Reflection on Action:

Reflecting on studio practice (woven samples):

As said in the previous post, when I first started weaving the samples I had no plan of a specific weaving structure. Without a scheme I began to use the yarns in different combinations. I would like to use an holistic approach, trying not to think about all the single components (fibers and yarn in this case) that together make the fabric but considering it as a whole. In fact, when we “experience” a fabric touching it, we regard it as a single piece and we do not focus on the fact that it is a mixture of different components woven together.

The reason why I wanted to experience this kind of “free” weaving is because I wanted to find inspiration directly from the fibers. My whole research hovers around the haptic/tactile sensations of fabrics so I started thinking that those feelings could not be framed in a settled and defined pattern but had to come from my heart.
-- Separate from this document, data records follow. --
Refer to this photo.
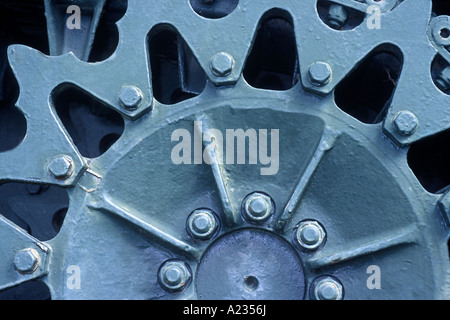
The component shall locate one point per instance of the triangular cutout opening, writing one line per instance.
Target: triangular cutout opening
(273, 61)
(367, 91)
(176, 73)
(93, 126)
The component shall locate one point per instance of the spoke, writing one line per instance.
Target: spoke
(212, 157)
(327, 143)
(175, 244)
(399, 238)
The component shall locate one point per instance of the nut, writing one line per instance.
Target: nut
(258, 207)
(310, 235)
(26, 261)
(174, 275)
(222, 64)
(130, 98)
(202, 224)
(328, 289)
(406, 123)
(61, 167)
(320, 73)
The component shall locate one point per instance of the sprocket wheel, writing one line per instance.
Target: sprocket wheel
(248, 165)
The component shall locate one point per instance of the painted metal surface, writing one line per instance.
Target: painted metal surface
(129, 210)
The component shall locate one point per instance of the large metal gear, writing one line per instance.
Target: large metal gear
(342, 213)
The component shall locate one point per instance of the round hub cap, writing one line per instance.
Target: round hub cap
(250, 264)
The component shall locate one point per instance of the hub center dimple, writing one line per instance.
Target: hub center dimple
(250, 264)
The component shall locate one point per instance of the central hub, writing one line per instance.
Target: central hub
(250, 264)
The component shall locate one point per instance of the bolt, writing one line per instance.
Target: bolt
(406, 123)
(258, 207)
(328, 289)
(222, 64)
(61, 167)
(26, 261)
(320, 73)
(443, 79)
(33, 189)
(337, 16)
(202, 224)
(130, 98)
(310, 235)
(174, 275)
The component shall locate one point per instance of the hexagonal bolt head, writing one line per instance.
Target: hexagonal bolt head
(202, 224)
(222, 64)
(310, 235)
(337, 16)
(130, 98)
(405, 122)
(258, 207)
(443, 79)
(174, 275)
(327, 289)
(320, 73)
(61, 167)
(26, 261)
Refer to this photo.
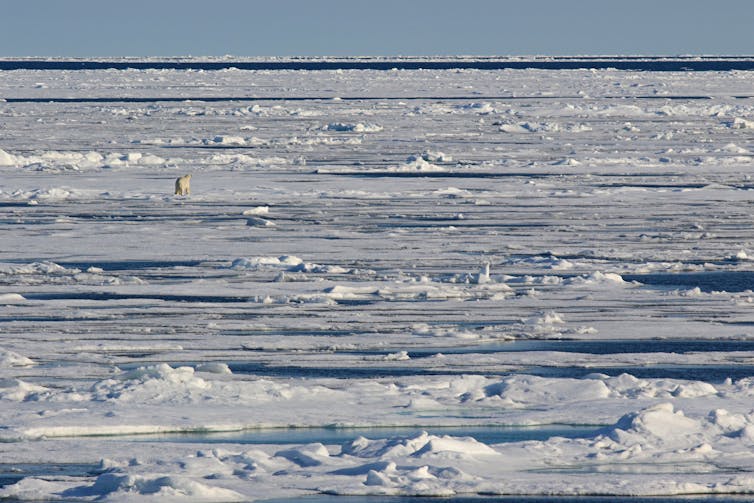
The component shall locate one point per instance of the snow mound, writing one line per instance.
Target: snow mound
(657, 424)
(419, 445)
(259, 210)
(355, 128)
(16, 390)
(157, 383)
(416, 164)
(11, 359)
(599, 278)
(739, 123)
(483, 108)
(526, 390)
(114, 485)
(7, 159)
(287, 263)
(11, 298)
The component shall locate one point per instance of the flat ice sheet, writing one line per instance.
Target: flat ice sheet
(359, 249)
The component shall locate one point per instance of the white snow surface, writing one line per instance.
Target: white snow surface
(381, 259)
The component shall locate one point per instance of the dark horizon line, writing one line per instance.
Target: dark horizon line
(637, 63)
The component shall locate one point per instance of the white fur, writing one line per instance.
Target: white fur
(183, 185)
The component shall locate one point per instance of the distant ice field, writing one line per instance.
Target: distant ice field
(377, 275)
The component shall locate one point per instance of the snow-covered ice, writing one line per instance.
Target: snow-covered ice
(429, 249)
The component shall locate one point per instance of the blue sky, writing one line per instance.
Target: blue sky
(80, 28)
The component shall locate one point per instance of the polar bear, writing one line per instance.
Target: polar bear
(183, 185)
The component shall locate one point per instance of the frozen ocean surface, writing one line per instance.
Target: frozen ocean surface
(458, 282)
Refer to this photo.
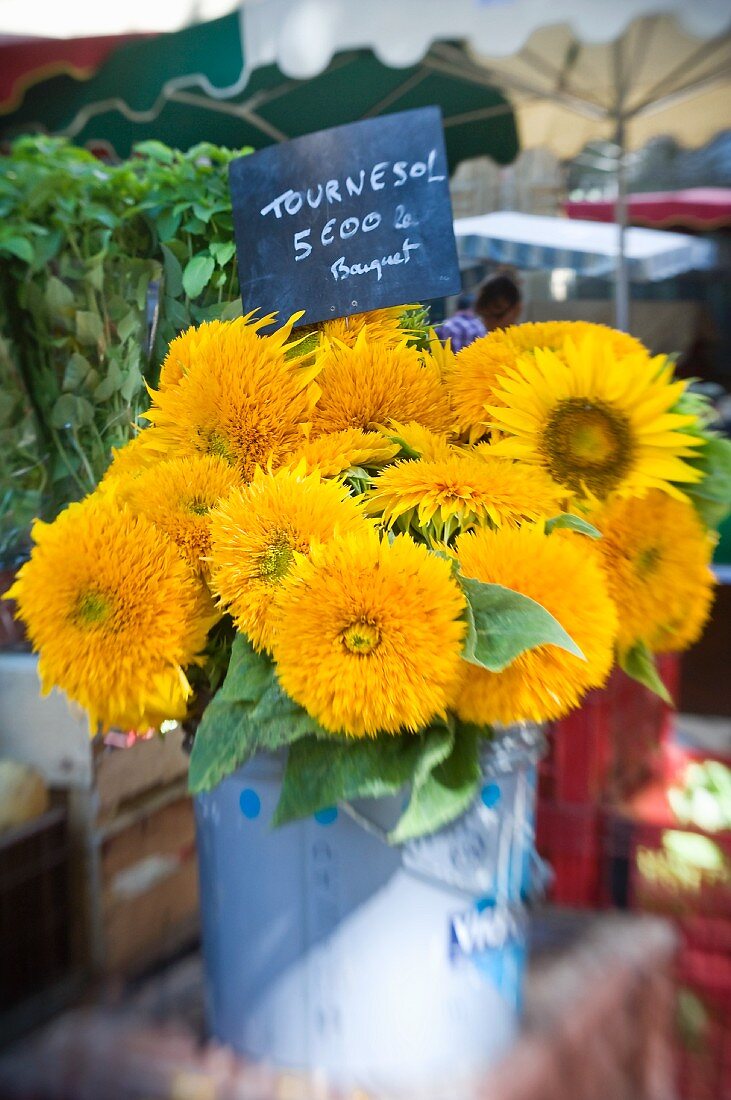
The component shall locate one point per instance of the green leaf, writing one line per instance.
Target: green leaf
(712, 495)
(132, 384)
(129, 326)
(322, 772)
(445, 792)
(231, 310)
(72, 411)
(167, 224)
(197, 274)
(173, 272)
(77, 370)
(18, 246)
(573, 524)
(222, 251)
(640, 664)
(505, 624)
(89, 327)
(250, 713)
(58, 297)
(250, 673)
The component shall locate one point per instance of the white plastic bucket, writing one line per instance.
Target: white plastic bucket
(383, 967)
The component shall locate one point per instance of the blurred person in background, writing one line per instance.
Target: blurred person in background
(497, 305)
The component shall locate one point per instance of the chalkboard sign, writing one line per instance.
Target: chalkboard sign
(345, 220)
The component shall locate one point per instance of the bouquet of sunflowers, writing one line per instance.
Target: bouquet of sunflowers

Being guided only by the sensory (and visual) evaluation I created my first few samples.

Juxtaposing raw silk and hemp for instance, I created some simple textile with a satisfying hand (at least from my point of view). I also wanted to incorporate in that plain samples some outgrowths parts and for the purpose I used a bunch of wool fiber that I collected from the mill visit in Bradford. Those outgrowing components certainly collide with the more rough materials but in a sense they also contribute to balance the visual/sensory evaluation.
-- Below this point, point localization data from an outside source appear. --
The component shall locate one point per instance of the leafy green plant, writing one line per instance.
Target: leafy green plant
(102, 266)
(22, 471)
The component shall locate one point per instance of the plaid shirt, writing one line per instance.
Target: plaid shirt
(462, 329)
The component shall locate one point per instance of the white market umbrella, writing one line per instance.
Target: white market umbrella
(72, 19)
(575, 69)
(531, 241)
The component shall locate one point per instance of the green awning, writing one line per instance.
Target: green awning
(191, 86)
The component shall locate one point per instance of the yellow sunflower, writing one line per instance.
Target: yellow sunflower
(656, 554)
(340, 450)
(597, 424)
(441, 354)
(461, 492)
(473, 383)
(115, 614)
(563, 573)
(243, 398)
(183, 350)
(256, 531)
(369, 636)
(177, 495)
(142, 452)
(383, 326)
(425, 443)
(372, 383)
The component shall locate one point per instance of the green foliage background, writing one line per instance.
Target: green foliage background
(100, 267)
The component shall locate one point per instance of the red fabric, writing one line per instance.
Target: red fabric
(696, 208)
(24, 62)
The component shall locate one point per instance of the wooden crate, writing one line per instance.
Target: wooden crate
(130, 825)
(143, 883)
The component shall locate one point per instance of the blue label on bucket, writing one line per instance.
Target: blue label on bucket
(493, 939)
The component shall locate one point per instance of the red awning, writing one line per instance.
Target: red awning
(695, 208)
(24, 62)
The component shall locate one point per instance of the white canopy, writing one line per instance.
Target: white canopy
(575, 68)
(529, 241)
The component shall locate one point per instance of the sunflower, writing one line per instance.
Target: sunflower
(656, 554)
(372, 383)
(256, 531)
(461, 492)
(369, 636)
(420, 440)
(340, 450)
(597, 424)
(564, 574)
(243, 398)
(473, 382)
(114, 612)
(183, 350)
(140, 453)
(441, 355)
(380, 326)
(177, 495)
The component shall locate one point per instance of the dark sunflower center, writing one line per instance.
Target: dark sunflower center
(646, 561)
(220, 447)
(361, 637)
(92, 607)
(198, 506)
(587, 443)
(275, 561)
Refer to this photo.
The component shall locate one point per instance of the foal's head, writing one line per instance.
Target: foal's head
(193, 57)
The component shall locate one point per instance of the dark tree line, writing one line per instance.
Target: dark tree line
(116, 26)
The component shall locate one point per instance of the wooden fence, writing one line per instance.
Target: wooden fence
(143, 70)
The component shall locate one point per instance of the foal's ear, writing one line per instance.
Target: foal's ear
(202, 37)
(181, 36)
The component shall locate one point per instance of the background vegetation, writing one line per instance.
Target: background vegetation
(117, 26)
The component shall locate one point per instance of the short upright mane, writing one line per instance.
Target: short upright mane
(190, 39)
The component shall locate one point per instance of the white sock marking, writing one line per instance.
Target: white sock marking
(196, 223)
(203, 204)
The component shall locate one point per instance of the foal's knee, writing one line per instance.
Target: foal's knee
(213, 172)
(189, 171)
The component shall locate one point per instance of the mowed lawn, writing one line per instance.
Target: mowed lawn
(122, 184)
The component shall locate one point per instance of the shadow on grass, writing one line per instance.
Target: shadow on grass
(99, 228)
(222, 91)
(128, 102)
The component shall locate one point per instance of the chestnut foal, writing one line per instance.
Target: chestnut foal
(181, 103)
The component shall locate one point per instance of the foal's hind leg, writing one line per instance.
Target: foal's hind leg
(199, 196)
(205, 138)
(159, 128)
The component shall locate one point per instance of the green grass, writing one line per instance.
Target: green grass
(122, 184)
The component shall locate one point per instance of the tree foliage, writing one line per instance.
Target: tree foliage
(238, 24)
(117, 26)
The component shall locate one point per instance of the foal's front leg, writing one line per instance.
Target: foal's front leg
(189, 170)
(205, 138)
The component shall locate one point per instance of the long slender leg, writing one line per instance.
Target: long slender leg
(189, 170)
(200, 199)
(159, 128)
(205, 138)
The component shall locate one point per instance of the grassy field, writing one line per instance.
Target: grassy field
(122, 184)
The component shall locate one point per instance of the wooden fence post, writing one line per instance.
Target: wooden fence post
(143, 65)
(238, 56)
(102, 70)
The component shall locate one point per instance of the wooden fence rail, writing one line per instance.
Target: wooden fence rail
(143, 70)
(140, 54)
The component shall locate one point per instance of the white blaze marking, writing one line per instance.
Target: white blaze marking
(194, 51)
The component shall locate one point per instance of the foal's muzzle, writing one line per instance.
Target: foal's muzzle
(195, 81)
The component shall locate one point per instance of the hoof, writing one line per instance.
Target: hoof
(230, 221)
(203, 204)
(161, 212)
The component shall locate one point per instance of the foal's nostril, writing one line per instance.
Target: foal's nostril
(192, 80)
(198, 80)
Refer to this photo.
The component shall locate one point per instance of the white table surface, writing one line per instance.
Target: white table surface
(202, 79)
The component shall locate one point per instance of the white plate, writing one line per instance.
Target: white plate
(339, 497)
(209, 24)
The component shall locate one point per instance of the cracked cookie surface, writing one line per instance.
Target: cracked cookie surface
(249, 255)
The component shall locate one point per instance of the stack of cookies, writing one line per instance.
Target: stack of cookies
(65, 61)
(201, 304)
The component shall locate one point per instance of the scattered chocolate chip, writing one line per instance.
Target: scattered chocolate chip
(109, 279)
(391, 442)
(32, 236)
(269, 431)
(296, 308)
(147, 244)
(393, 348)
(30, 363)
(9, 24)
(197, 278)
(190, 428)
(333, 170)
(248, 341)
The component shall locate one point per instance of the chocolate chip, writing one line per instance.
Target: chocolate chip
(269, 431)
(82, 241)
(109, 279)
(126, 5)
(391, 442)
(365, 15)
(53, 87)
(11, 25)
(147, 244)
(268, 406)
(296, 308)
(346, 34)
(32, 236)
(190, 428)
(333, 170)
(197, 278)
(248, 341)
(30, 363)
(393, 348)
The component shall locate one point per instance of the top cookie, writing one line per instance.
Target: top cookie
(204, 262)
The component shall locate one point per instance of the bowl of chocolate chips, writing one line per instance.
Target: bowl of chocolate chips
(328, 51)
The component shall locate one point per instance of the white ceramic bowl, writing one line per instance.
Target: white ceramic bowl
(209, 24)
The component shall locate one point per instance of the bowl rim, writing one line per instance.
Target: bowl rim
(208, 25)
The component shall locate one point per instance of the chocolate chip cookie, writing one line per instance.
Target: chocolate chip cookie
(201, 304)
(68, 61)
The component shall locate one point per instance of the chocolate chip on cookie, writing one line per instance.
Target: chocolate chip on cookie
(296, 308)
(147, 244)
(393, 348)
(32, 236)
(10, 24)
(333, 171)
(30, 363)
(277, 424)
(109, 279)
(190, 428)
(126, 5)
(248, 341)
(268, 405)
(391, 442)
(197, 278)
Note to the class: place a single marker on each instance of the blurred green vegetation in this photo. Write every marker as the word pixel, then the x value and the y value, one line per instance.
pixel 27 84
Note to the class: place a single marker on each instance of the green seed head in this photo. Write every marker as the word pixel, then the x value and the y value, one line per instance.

As Harkasalmi T. and Koskinen I. wrote in the research paper about linseed fibers ( Harkasalmi, T., Koskinen I. 2010) it is impossible to quantify the emotions and sensations that arise when we experience a raw material with a single physical property as the comfort sensation has a multidimensional attributes. In the same paper, they also agree that In most cases it’s the fabric handle that persuade the costumer to buy a product.
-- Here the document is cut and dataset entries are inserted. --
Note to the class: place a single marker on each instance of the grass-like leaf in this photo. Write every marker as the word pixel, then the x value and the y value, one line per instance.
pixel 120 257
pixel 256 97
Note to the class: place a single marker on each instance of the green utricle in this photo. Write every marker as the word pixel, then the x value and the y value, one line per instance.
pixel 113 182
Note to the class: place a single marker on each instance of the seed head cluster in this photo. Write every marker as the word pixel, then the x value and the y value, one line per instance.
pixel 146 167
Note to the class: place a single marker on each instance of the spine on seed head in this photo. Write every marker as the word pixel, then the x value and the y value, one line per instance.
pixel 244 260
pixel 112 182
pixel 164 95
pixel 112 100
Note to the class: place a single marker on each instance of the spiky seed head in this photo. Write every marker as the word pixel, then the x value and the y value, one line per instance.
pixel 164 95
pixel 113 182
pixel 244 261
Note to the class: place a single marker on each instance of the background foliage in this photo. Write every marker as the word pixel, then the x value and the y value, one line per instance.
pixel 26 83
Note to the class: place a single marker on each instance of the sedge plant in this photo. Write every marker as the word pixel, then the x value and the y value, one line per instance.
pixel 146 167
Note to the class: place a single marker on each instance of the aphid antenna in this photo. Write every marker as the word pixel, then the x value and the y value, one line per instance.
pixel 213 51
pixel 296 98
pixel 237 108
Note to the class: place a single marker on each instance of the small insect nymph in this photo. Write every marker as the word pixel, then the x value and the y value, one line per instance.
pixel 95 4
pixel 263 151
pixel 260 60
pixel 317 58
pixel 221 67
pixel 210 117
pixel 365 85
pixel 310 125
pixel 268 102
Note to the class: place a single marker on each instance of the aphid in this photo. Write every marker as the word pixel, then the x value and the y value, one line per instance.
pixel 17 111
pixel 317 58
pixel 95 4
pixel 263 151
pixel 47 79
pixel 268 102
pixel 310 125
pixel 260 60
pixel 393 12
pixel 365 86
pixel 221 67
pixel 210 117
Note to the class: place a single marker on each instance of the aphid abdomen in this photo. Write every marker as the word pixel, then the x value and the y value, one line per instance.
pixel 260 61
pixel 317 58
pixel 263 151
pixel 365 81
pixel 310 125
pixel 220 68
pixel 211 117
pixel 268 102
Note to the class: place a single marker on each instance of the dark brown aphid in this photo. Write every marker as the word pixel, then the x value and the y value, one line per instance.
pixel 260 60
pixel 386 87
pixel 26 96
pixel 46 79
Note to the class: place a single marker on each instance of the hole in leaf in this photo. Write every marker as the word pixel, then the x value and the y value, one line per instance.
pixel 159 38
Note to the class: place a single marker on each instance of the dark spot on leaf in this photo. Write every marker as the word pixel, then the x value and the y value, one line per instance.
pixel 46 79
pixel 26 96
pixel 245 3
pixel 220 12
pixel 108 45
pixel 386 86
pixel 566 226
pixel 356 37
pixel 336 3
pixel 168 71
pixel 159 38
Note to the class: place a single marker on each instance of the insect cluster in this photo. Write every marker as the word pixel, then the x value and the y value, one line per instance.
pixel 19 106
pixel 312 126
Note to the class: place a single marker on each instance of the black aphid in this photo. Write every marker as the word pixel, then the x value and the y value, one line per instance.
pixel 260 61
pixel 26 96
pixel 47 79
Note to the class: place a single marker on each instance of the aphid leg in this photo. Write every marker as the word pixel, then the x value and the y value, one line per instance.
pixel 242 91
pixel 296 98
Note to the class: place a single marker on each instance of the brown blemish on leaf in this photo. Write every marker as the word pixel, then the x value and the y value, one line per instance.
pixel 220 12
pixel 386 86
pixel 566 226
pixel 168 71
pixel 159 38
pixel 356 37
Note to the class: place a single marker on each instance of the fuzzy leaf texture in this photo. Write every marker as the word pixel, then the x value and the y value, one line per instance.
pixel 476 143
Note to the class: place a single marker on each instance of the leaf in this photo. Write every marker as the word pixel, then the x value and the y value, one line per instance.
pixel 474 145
As I’m convinced that no one will ever buy a cloth or an accessories only for its roughness, I need to find a way to blend raw/rough yarns and soft ones together. My studio research is now characterized by this sense of balance that I must develop further.

References list:

Harkasalmi, T., Koskinen I. (2010) DUCK: Journal for research in Textile and Textile Design vol.1, What is Textile Design Research?: Multi and Interdisciplinary Nature of Textile Design Research of Linseed Fibers [Online, pdf version] Available from:
http://www.lboro.ac.uk/microsites/sota/duck/4.%20Multi%20and%20Interdisciplinary%20Nature%20of%20Textile%20Design%20Research%20of%20Linseed%20Fibres%20-%20Tiina%20Härkäsalmi%20and%20Ilpo%20Koskinen.pdf [Accessed 15 November 2015].